Ich beginne mit einem Zitat aus dem Kommentar Saipa, Meyer, Schwind, Mielke, Freese zu  § 26 der Niedersächsischen Landkreisordnung:
„Der Kreistag erlangt aus Art. 28 GG nur ein kommunalpolitisches, kein allgemein politisches Mandat. Die Beschlüsse des Kreistages werden in Ausübung gesetzlich gebundener öffentlicher Gewalt gefasst und bedürfen daher einer durch die Verfassung vermittelter Rechtsgrundlage. Dies gilt auch für Entschließungen mit Appell- oder Symbolcharakter.“

Der Antrag veranlasst uns also, uns mit einer Sache zu befassen, für die wir explizit kein Mandat haben. Aber Sie von der Kreistagsmehrheit setzen es trotzdem mit Ihrer Mehrheit durch.

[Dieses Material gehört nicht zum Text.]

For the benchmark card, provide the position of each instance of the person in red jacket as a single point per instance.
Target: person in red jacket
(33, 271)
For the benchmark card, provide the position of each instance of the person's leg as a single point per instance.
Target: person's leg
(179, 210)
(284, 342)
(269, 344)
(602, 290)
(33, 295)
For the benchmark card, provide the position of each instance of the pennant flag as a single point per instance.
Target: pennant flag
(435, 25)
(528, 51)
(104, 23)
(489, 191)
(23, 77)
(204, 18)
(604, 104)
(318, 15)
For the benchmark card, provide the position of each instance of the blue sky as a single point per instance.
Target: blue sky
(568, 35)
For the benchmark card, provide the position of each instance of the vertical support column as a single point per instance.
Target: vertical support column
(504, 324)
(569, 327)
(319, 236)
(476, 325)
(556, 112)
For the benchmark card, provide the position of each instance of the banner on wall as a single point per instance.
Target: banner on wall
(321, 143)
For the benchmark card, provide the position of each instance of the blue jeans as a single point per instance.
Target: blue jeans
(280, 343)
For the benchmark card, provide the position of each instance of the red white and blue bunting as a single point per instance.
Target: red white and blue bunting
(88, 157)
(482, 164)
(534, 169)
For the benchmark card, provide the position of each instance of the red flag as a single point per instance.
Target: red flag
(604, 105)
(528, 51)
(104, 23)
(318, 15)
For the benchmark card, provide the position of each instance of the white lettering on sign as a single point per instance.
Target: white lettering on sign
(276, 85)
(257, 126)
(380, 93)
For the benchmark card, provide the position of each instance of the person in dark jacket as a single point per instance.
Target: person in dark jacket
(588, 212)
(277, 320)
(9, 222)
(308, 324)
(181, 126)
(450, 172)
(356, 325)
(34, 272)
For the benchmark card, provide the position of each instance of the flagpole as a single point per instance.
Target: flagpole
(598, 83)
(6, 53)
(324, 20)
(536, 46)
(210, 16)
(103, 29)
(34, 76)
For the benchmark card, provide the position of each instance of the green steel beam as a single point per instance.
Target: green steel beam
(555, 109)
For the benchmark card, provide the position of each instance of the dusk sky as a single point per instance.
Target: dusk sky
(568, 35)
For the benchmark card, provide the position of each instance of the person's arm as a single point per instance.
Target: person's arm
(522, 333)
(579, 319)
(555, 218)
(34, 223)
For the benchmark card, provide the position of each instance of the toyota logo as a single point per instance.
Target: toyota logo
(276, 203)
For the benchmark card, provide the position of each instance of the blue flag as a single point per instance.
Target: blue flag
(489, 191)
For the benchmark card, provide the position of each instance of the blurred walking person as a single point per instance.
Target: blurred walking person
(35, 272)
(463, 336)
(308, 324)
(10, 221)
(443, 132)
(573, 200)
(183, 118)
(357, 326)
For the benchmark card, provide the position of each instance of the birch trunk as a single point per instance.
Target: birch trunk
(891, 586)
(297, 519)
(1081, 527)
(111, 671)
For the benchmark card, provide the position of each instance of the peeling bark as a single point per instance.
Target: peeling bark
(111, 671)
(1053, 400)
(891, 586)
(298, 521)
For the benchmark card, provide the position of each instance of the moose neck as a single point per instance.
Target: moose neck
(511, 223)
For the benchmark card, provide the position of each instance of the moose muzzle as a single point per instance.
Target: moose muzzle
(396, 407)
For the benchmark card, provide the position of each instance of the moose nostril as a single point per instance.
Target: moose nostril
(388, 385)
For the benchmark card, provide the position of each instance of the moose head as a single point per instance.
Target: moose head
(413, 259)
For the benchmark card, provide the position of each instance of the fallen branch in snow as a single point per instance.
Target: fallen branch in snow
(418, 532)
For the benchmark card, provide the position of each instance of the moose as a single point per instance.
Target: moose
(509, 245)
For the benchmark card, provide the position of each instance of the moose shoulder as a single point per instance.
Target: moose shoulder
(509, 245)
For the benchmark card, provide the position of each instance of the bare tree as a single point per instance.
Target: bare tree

Der in der Beschlussvorlage empfohlene Text von SPD/Grüne weist einige Mängel auf. Diese wurden trotz Hinweis in der vorbereitenden KA-Sitzung nicht geheilt. So ist nach Aussage des Antragstellers in Punkt 1. die Suche gemeint. Im Text steht aber Endlagerung.

Des Weiteren wird in Punkt 4. behauptet, dass das wartungsfreie Verschließen eines Endlagers nicht dem aktuellen Stand der Wissenschaft entspräche. Das trifft nicht zu. Nur weil einige Parteigänger Ihrer Ansicht dies bestreiten, ändert das nicht den Stand der Wissenschaft.

Auch der Resolutionstext aus Braunschweig, der diese Debatte ausgelöst hat, weist Ungereimtheiten auf. Einerseits wird dort verlangt festzustellen, ob nur Niedersachsen geeignete Standorte bietet. Andererseits wird verlangt, Gorleben zügig zu Ende zu erkunden.

Zur Thematik als solche,r: Wer davon ausgeht, dass Gorleben als Endlager geeignet sein könnte, muss sich dafür aussprechen, Gorleben endlich zügig zu Ende zu erkunden und kein neues Fass andernorts aufzumachen, das nur als Kristallisationspunkt für neue Protestaktionen wirken würde. Wer davon ausgeht, dass Gorleben als Endlager nicht geeignet sein dürfte, muss sich dafür aussprechen, sofort mit der Suche nach alternativen Standorten zu beginnen. Ich bewundere die Anhänger sowohl der ersten als auch der zweiten Gewissheit.

Obwohl Sie das bestreiten, liegen bislang keine Erkenntnisse vor, dass Gorleben nicht geeignet wäre. Die Eignung ist aber auch noch nicht belegt, im wesentlichen, weil die damalige Bundesregierung im Jahr 2000 beschlossen hat, sich mit einem Moratorium für 10 Jahre dumm zu stellen.

Weil dies der Erkenntnisstand ist, lehnen wir Liberale sowohl eine Vorfestlegung auf den Standort Gorleben als auch einen Abbruch der Erkundungsarbeiten ab. Solange nicht geklärt ist, ob der Salzstock in Gorleben als Endlagerstandort geeignet ist, ist eine alternative Standortsuche weder wirtschaftlich noch politisch zu vertreten. Um aber auf eine alternative Standortsuche, so sie denn notwendig werden sollte, vorbereitet zu sein, ist es erforderlich, schon jetzt zu bewerten, ob und inwieweit die neben Salz in Frage kommenden Wirtsgesteine grundsätzlich geeignet sind.

Freuen Sie sich aber bitte nicht zu früh. Nahezu alle überhaupt in Frage kommenden Standorte, ob Salz oder ein anderes Wirtsgestein, liegen in Norddeutschland, die Masse davon in Niedersachsen.

Wir sind mit beiden Versionen eines Resolutionstextes nicht zufrieden. Wir haben auch nicht die notwendige letzte Erkenntnis. Wir sehen auch nicht die Notwendigkeit, dass sich dieser Kreistag zum Thema äußert (siehe Zitat vom Anfang). Wir werden uns deshalb der Stimme enthalten.